It's Not Easy Being Mean



I feel like such a creep. I just wasted a character I've really grown to love, a character I have no doubt that readers will adore, too. I'd planned this character's demise from the outset, written it into the synopsis and plotted a good deal of the book around it, from events that propel the story forward to the character arc that will bring the protagonist to full fruition.

I still want to take it back. I thought about it long and hard, but no other event would equal this death's impact. You can't just march in a stranger, snuff 'im, and expect the reader to experience any real emotion. Instead, you have to develop the "victim" as you would any other character. Otherwise you end up with a Star Trek-style Red Shirt, one everyone can guess is doomed from the outset.
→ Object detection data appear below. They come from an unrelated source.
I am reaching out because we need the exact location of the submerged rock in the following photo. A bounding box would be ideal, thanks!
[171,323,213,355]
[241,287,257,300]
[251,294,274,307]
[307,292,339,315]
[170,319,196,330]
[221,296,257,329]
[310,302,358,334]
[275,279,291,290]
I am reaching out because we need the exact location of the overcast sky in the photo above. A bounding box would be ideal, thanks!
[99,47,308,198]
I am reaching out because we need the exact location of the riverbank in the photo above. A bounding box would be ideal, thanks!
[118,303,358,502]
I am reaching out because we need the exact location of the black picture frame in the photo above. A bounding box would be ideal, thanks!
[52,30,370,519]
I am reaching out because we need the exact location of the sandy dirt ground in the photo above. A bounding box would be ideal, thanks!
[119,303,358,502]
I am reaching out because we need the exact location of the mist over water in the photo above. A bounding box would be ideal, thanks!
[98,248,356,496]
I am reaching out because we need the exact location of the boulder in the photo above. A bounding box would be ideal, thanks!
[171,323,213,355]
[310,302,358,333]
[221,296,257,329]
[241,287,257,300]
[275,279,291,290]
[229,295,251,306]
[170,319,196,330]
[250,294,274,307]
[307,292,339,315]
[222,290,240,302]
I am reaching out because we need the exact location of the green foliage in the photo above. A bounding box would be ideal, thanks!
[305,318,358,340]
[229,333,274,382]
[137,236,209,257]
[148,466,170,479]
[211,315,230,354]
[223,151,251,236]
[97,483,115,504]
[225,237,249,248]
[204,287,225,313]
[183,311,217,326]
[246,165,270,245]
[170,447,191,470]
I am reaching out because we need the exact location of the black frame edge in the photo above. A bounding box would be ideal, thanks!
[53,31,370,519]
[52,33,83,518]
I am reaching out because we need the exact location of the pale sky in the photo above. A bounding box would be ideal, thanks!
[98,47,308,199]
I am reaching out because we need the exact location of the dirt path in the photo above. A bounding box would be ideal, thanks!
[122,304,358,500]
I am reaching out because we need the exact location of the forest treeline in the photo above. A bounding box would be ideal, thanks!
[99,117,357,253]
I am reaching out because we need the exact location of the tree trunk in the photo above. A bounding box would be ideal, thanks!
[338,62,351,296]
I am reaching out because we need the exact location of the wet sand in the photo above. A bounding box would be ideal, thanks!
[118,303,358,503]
Writers don't (or shouldn't) randomly wax characters just because things are feeling a bit boring. We put a lot of thought, a lot of love (believe it or not) into the decision. We do it because death is a universal part of all our stories, as living beings on this planet, and without its shadow falling over our existence, even a fictional life rings false and empty.

Comments

Joni Rodgers said…
It might seem weird to some, but I think the loss of a character merits a little grieving, like the closing of any door.

On the flipside, I spent last week joyfully resurecting someone I thought was dead. My agent urged me to administer CPR (Clever Plot Reversal) and keep him around.
Christie Craig said…
Colleen,

You have my sympathies. Killing people isn't always as fun as it should be.

CC
Joni,
I think your agent was dead on (so to speak) about reviving that character. Can't wait to see how the new project plays out.

Christie,
LOL! Darn tootin'!

Thanks for stopping by.
Suzan Harden said…
Once again your Yoda wisdom shines, Colleen!